Auslegung nach Entstehungsgeschichte 

Das Bundesgericht hatte unter altem Recht mit eingehender Begründung verworfen, dass sich der Einsatzbetrieb auf das Haftungs- und Regressprivileg berufen könne. Mit dem Erlass von ATSG 75/2 (in Kraft seit 1.1.2003) schlug der Bundesrat bewusst eine Ablösung der bisherigen Haftungsprivilegien durch Regressprivilegien vor. Wäre bei dieser Gelegenheit eine Erweiterung des Kreises der Begünstigten beabsichtigt worden, so wäre dies ausdrücklich angeordnet oder anders zum Ausdruck gebracht worden. Die Entstehungsgeschichte spricht somit klar dafür, dass der Kreis der begünstigten Arbeitgeber im Rahmen des Regressprivilegs nach ATSG 75/2 gegenüber dem früheren Haftungsprivileg nicht erweitert werden sollte.

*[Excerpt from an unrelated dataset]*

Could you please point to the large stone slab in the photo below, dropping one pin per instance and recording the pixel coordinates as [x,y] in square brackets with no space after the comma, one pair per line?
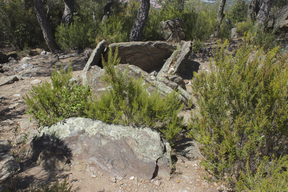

Auslegung nach Sinn und Zweck

Nach altem Recht wurde die Beschränkung der Haftung des Arbeitgebers insbesondere durch die ihm obliegende Pflicht zur Zahlung der Prämien der Betriebsunfallversicherung für die Arbeitnehmer gerechtfertigt. Daran hat sich mit der Beschränkung der Begünstigung auf ein Regressprivileg nichts geändert. In der Literatur wird denn auch eine Ausweitung des Kreises der privilegierten Arbeitgeber über denjenigen der altrechtlichen Begünstigten hinaus nicht befürwortet. Gemäss Bundesgericht ist es vielmehr dem Träger des Einsatzbetriebs zuzumuten, eine Haftpflichtversicherung abzuschliessen, zumal sich auch der Arbeitgeber dann nicht auf das Regressprivileg berufen kann, wenn er obligatorisch haftpflichtversichert ist (ATSG 75/3).